Overall, the symbolism that this earth is Hellenistic, an inferno of constant suffering and contradictions is outright present. From beginning the poem with a forward from Dante’s Inferno to the constant back-and-forth questions that are reminiscent of confusion that is usually the byproduct of wondering about society and natural living life, this poem is nothing short of upsetting and saddening. 

S’io credesse che mia risposta fosse

A persona che mai tornasse al mondo,

Questa fiamma staria senza piu scosse.

Ma percioche giammai di questo fondo

Non torno vivo alcun, s’i’odo il vero,

Senza tema d’infamia ti rispondo…

Do I dare

Disturb the universe?

In a minute there is time

For decisions and revisions which a minute will reverse. (Eliot) The symbolism that litters this poem is always meant to refer back to Dante’s Inferno. It is meant to be reminiscent of this hellish existence that is a direct result of globalization. Though globalization created a community of isolation, that community is stuck in the idea of being apart. Globalization and the immersion of capitalism beginning to drastically separate classes, were very harmful to people, and continue to be as well.
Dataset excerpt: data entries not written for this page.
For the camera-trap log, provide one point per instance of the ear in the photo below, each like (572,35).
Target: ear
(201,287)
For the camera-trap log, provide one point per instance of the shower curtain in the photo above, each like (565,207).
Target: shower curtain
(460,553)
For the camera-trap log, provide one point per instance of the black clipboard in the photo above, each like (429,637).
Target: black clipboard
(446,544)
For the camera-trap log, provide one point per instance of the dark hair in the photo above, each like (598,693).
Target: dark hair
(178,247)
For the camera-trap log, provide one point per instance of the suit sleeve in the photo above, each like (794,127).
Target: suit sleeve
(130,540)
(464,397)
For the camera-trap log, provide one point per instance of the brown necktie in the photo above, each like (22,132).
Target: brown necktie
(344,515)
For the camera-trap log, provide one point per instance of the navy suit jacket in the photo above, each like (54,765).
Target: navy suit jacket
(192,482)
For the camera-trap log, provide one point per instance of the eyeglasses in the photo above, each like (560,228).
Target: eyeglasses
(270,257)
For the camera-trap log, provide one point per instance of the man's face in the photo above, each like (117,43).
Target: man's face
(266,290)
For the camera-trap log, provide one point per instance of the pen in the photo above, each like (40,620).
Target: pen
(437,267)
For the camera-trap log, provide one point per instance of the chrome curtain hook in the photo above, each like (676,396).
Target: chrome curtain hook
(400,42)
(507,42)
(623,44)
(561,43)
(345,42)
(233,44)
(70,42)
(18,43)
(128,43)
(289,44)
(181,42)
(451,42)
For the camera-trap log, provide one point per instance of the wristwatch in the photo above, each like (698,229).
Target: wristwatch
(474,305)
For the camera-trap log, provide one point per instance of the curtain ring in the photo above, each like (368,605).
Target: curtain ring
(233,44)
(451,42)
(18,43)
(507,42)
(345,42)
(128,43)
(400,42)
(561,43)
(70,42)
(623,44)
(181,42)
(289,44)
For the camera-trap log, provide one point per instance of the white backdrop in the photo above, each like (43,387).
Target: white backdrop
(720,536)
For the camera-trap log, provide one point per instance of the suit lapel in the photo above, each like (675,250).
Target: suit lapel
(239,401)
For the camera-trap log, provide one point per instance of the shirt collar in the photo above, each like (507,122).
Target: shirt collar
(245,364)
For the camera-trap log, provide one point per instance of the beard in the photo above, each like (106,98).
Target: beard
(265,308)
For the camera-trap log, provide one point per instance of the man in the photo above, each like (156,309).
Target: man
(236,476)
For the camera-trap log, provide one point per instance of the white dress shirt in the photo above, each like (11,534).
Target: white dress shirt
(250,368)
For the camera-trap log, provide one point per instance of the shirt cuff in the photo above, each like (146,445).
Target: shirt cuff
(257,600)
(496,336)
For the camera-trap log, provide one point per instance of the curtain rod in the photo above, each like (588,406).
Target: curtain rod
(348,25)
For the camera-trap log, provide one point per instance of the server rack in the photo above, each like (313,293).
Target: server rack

Though this poem is specifically about the questioning of J. Alfred Prufrock, it is also a universal feeling to anyone affected by globalization or its schematic ways of tricking quick consumption and forced labor.

This poem, above all, uses the audience as a literary device. This poem is only written by T.S. Eliot to allow himself to express his feelings and ideas of alienation. Through this, he allows audiences and readers to not only empathize with him but to recognize their own feelings of distaste and alienation as well. In the sense that he writes this poem for own self, it goes to prove that this alienation and isolation is not a sole incident. It is a cultural and sociological one that many people of the world feel since the development of faster technology. Because he is writing this for himself to show that there is a community of people who feel like him, it goes to prove that he is truly beckoning for alienated people to join to create a community for themselves. In doing so, they would be able to revert back to a more natural idea of society and the way they navigate it. With speed and wealth becoming the uprooted importance with the development of modernism, it is a truly desolate feeling that occurred and continues to plague societies to this day. Eliot wrote this poem to call into being the idea of community and how they must mold it. They must shed these asinine questions to ensure they are continuing to live to the fullest.

Overall, T.S. Eliot’s The Love Song of J. Alfred Prufrock is a riveting poem that shows there is connection and empathy to be had even in the darkest and desolate of times. When modernism came to be, Eliot recognized that this was the result of globalization and expansion of the world that made it seem to go by too fast, with no one to enjoy it with. The Love Song of J. Alfred Prufrock advocates through literary devices that as a community, audiences must put their vanities aside to reconnect and rebound to the natural Earth. Through utilizing diction to symbolize community, imagery to shed light on the Hellenistic capitalism that societies endure, the millions of contradicting questions of anxious and depressing thoughts, and by writing this poem to heal himself, T.S. Eliot makes it a point to recognize the beauty in the isolation. He recognizes that good can come from this globalization, and to do so, he and his audiences must break from this forced act of isolation. When they do so, they can run out of the Hellenistic existence, into a zen nirvana of enlightenment like the romantics who came before the modernists.